The cowboy hero, however, did not return to the movie screens of America, at least not as a regular player.  In Hollywood, the cynical, revisionist or tongue-in-cheek Western was too firmly established as a mark of modernity.  When the genuinely heroic cowboy hero did on rare occasions appear, he was greeted warmly.  Films like Dances With Wolves, Unforgiven and Tombstone, and the TV mini-series Lonesome Dove, which paid due homage to the traditional Western values, were commercially successful.  Dark or satirical or cynical Westerns, like Silverado and Wyatt Earp and the recent The Assassination Of Jesse James By the Coward Robert Ford, were not.
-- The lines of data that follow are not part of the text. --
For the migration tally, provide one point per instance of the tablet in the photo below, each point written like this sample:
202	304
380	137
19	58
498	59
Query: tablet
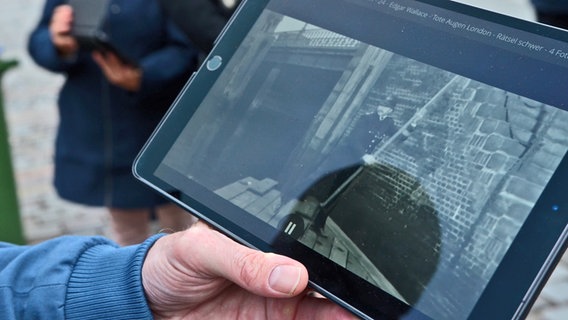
89	27
411	154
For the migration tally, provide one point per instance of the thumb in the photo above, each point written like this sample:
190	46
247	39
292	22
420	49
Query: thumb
265	274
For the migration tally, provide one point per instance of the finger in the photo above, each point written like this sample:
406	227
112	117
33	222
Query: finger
264	274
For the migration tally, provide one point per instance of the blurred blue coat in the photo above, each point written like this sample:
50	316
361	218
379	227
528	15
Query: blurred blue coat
102	127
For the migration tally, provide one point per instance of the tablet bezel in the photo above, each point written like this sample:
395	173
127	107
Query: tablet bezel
543	234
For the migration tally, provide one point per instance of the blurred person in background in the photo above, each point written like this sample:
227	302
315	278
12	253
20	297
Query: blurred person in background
109	106
201	20
552	12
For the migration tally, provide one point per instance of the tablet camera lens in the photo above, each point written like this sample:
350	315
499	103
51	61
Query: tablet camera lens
214	63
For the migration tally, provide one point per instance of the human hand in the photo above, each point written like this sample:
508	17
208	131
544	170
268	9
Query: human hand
201	274
60	30
117	72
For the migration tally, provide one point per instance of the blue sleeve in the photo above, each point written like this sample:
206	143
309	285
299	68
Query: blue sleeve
73	278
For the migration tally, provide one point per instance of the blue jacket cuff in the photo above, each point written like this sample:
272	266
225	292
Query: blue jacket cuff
106	283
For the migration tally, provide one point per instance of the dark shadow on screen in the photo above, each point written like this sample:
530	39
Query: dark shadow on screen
387	214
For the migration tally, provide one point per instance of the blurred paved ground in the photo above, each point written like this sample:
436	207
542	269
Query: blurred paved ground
31	113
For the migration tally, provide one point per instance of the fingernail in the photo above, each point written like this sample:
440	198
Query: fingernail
285	279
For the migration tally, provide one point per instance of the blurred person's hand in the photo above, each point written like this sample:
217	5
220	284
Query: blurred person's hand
60	30
118	72
201	274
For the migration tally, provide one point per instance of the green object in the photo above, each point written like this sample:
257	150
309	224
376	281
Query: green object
10	223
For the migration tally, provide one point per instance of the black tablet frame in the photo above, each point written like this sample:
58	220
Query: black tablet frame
537	247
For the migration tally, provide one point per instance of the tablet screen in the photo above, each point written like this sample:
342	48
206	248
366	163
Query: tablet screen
403	142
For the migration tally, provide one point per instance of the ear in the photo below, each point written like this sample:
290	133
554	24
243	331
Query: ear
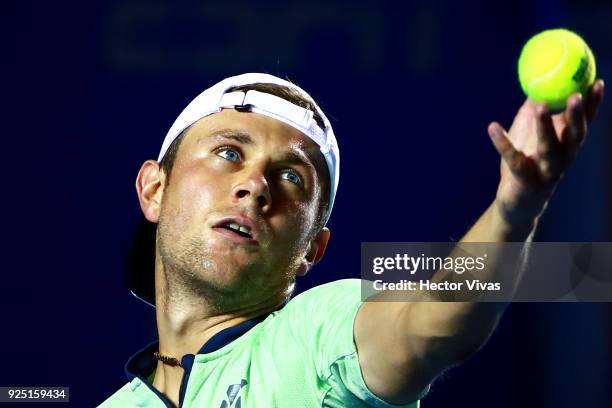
150	188
315	252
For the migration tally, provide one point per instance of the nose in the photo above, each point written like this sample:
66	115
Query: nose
254	188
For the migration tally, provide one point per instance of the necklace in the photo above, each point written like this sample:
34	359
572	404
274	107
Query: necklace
171	361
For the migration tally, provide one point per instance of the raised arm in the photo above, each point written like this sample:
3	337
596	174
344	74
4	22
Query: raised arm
404	346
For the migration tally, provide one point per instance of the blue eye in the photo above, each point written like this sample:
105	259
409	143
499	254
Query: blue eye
229	154
292	177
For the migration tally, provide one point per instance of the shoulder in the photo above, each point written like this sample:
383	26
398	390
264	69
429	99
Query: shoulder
342	291
121	398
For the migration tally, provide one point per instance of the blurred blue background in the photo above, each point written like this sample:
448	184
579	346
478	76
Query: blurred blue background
91	88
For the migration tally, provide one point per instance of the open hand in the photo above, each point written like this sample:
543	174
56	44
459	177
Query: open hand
537	150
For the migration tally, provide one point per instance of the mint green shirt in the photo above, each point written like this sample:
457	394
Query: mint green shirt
301	356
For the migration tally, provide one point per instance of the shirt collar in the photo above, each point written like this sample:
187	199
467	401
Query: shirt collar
143	362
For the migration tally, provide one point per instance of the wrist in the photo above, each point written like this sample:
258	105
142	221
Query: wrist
517	220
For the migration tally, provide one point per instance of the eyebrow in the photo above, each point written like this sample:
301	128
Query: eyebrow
231	134
240	136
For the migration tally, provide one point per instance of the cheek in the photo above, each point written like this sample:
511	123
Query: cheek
191	198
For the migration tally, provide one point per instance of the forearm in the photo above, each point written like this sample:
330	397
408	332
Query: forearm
455	330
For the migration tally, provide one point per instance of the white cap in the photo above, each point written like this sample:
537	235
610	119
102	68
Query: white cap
215	98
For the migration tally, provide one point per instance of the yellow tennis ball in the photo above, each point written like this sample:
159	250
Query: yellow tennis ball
555	64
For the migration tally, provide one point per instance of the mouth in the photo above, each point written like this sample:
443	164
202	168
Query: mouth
239	229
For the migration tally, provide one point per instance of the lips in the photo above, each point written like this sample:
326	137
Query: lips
239	229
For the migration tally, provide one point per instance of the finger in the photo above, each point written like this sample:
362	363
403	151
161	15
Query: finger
593	100
512	157
575	118
548	143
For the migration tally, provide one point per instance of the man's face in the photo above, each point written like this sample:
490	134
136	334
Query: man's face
246	171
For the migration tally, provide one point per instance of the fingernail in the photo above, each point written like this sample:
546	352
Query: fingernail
496	133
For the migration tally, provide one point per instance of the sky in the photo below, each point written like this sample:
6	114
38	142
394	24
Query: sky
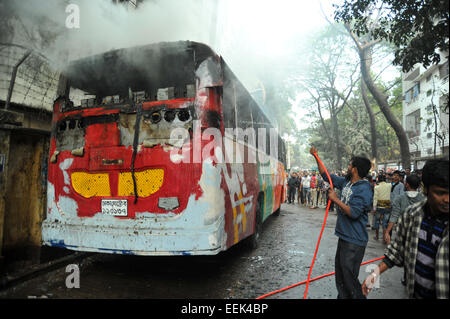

Hollywood drew the erroneous conclusion that people weren't really interested in Westerns anymore — whereas the truth was that they were no longer interested, indeed had never been interested, in dark, satirical, cynical Westerns . . . Westerns which projected modern despair and anxieties back into the American past.  Americans have always looked to Westerns for images of redemption.

The Assassination Of Jesse James By the Coward Robert Ford offers at its center a brilliant study of collapsed, insecure manhood.  It's a timely subject but the one subject a Western cannot embrace.  We still look as we have always looked to Westerns for images of an authentic, non-neurotic manhood.  A genuine cowboy hero can start out insecure about his manhood, or neurotic about it — like Ethan Edwards in The Searchers — but if he doesn't find redemption, of one sort or another, by the closing credits, we feel cheated, just as we'd feel cheated by a mystery thriller in which the mystery is never solved.

The Western genre was far from exhausted when the cynicism of the 60s shot it in the back.  Women, for example, had never been fully integrated into the form, incorporated into the myth.  They served as occasions for men to demonstrate virility or gallantry — which are fine things as far as they go — but Westerns rarely showed us the frontier from a woman's point of view, at least not with any consistency.

I would suggest that the role of the Western in the myth of America is hardly played out — it's just been ambushed on the trail.  And like any cowboy hero worth his salt, it will get back up on its feet eventually and do what needs to be done.